Single and Double-click High-Rate Entanglement Generation Between Distant Ions Using Multiplexed Atomic Ensembles
Benedikt Tissot, Soubhadra Maiti, Emil R. Hellebek, Anders Søndberg Sørensen
TL;DR
This work analyzes two heralded entanglement protocols for linking distant trapped ions via multiplexed SPDC sources and multimode memories (SPDC+M). By modeling realistic detectors, memory losses, dark counts, and time-bin multiplexing, it derives the edge-node and backbone states, swaps, and rate expressions for both two-single-click and double-click schemes, including a purification step for the former. The results show that multiplexed hybrid nodes can dramatically speed up remote ion entanglement relative to direct ion–ion links, with the single-click protocol favored when phase stability is achievable and memory losses are moderate, while the double-click protocol benefits when phase stability is harder to maintain or memory efficiency is high.

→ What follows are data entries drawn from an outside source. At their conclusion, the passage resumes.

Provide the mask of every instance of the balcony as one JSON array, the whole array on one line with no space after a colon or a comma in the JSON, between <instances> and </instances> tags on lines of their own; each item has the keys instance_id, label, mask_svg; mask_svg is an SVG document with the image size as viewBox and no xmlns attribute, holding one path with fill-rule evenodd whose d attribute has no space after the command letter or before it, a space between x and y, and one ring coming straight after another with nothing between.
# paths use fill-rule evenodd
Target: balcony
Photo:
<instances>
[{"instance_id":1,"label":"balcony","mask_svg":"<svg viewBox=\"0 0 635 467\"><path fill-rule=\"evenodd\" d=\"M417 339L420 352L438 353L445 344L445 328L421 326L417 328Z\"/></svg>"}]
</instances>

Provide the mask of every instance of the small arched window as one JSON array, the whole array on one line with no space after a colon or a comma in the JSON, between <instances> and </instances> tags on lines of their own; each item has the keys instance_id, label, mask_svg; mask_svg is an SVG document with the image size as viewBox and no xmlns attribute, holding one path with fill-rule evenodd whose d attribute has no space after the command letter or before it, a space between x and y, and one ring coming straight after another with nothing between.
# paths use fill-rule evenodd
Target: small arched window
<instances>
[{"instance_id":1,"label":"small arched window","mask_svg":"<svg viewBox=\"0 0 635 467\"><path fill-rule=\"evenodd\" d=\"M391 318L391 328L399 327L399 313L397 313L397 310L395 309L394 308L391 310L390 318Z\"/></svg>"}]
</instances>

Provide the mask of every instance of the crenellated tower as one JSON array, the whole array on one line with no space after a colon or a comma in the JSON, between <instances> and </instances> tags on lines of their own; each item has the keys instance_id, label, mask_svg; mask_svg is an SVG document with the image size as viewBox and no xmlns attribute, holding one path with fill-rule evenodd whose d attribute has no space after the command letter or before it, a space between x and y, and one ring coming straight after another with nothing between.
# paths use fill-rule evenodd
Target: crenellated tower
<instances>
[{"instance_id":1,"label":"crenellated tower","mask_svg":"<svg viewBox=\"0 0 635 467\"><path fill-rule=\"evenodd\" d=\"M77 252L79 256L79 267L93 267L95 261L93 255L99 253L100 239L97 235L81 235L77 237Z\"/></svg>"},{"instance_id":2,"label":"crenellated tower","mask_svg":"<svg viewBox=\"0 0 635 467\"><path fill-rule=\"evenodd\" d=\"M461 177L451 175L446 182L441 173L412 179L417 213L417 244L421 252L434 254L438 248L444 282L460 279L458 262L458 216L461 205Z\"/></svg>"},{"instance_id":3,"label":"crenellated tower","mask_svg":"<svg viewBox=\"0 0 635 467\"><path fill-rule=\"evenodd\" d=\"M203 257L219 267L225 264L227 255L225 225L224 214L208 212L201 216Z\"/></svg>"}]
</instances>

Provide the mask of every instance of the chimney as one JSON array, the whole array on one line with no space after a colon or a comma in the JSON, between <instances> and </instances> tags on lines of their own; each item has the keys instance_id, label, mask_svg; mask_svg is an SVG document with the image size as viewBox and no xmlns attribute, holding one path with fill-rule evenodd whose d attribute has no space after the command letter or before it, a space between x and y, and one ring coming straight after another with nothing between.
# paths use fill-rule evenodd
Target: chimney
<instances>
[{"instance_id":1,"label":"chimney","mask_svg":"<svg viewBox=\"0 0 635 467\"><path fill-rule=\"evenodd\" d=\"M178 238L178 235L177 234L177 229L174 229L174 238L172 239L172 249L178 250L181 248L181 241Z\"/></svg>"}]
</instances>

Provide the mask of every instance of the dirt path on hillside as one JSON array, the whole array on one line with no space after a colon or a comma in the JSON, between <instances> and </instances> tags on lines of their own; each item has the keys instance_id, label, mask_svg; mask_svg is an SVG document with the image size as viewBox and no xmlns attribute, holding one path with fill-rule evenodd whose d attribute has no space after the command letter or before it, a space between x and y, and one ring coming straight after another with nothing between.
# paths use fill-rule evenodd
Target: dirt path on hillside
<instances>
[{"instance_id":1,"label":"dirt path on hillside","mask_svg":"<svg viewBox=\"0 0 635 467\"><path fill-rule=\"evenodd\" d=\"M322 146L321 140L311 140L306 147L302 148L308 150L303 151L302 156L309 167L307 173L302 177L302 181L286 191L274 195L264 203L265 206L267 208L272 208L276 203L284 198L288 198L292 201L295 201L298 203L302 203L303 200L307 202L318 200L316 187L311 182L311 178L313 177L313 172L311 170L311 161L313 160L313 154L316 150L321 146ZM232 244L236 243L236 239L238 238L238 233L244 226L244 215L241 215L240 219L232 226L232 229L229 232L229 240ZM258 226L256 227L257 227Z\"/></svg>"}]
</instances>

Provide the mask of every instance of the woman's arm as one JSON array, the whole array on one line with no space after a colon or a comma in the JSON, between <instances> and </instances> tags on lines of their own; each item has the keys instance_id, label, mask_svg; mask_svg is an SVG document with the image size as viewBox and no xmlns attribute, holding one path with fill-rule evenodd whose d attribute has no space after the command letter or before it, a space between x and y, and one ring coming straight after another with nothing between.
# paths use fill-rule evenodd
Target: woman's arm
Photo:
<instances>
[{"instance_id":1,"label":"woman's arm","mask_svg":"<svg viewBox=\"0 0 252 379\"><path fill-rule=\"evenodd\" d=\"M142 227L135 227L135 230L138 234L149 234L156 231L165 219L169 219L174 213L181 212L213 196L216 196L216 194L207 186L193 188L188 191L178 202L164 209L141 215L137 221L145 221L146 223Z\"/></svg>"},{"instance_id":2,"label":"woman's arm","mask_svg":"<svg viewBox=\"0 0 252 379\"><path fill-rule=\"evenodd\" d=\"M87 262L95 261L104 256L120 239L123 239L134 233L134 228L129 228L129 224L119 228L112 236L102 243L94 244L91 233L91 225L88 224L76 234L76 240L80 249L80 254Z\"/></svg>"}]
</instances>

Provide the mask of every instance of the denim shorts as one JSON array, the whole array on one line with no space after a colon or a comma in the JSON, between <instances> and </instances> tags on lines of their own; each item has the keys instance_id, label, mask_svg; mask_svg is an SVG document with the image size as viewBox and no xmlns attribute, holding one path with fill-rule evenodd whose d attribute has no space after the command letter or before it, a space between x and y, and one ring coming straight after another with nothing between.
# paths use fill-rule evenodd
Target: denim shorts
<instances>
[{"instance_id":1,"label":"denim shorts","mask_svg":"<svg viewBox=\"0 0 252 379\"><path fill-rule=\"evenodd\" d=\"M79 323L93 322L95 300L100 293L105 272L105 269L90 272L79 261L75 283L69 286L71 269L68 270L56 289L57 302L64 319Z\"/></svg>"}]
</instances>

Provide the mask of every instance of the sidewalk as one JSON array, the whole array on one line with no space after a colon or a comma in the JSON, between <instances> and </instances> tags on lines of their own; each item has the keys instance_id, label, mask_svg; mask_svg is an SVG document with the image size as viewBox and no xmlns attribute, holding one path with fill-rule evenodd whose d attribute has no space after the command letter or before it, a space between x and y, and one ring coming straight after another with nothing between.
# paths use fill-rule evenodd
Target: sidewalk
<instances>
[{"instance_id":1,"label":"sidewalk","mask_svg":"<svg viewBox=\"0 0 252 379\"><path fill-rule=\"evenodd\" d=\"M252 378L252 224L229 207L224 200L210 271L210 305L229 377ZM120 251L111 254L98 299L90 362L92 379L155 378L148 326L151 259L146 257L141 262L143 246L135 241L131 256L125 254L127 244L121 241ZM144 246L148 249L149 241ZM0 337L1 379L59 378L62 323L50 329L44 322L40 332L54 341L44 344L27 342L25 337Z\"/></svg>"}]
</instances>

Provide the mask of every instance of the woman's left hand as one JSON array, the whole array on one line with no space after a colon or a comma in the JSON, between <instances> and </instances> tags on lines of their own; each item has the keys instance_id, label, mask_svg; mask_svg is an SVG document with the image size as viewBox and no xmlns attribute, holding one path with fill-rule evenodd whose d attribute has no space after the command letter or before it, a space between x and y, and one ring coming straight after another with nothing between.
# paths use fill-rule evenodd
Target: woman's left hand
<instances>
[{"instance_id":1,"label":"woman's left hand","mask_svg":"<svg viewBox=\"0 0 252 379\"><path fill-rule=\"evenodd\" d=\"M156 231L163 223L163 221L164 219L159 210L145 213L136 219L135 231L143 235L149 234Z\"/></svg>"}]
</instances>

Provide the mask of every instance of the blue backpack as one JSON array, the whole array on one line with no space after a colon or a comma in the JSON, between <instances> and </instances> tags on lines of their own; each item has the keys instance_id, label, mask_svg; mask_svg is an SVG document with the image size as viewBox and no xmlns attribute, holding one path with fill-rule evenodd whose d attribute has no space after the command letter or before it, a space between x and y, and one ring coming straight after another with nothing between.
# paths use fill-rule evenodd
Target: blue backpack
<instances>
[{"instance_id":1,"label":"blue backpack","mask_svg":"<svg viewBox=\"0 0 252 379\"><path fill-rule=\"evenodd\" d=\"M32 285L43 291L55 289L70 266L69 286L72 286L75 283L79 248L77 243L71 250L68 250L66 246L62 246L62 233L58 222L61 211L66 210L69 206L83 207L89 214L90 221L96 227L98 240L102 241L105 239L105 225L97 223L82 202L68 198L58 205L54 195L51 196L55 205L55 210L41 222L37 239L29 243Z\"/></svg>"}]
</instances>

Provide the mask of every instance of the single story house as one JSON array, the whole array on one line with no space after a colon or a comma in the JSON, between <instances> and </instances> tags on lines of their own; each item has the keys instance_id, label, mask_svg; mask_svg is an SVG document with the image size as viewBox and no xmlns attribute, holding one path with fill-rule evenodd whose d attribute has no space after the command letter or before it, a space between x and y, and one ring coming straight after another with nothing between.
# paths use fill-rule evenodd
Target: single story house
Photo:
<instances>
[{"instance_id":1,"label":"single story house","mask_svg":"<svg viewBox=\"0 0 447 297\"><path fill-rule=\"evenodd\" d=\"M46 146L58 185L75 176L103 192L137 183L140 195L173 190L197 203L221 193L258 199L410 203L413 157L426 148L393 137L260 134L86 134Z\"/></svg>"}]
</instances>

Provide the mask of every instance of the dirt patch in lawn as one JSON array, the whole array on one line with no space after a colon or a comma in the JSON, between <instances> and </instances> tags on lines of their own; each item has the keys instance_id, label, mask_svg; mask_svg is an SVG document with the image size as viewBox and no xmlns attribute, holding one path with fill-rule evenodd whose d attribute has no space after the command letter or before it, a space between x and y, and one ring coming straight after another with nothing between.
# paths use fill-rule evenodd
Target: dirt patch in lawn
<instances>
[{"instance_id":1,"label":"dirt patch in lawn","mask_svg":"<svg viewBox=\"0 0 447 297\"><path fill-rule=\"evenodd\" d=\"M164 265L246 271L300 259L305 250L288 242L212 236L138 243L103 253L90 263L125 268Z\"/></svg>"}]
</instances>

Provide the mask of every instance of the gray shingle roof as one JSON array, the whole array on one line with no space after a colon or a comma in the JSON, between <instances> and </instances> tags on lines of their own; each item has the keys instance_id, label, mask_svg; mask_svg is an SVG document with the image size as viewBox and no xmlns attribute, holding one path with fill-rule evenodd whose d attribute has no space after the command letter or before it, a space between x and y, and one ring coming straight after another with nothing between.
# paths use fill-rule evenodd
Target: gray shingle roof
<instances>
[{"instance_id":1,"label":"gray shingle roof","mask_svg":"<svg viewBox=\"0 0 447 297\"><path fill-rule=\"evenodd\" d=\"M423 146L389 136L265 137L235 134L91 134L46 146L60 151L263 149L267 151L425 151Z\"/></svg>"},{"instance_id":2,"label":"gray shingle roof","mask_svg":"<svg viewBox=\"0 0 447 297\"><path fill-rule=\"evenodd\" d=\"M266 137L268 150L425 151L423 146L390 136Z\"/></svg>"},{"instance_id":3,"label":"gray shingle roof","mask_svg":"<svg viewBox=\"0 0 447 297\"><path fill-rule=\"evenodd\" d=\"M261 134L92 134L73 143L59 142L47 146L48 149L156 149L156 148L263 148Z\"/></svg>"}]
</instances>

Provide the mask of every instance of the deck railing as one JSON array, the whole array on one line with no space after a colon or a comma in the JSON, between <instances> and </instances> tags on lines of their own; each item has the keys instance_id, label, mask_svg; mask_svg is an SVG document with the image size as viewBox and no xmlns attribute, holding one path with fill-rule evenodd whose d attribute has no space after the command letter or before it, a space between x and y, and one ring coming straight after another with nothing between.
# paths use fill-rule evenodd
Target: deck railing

The findings underscore the potential of hybrid architectures to enable high-rate quantum networking over hundreds of kilometers, and highlight memory efficiency and phase-stability as critical design levers for practical implementations.
Abstract
In an accompanying paper [1], we introduced an approach to interface trapped-ion quantum processors with ensemble-based quantum memories by matching a spontaneous parametric down conversion source to both the ions and the memories. This enables rapid entanglement generation between single trapped ions separated by distances of hundreds of kilometers. In this article, we extend the protocol and provide additional details of the analysis. Particularly, we compare a double-click and single-click approaches for the ion edge nodes. The double-click approach relaxes the phase stability requirement but is strongly affected by finite efficiencies. Choosing the optimal protocol thus depends on the access to the phase stabilization as well as the efficiency of interface of the ions and ensemble-based memories.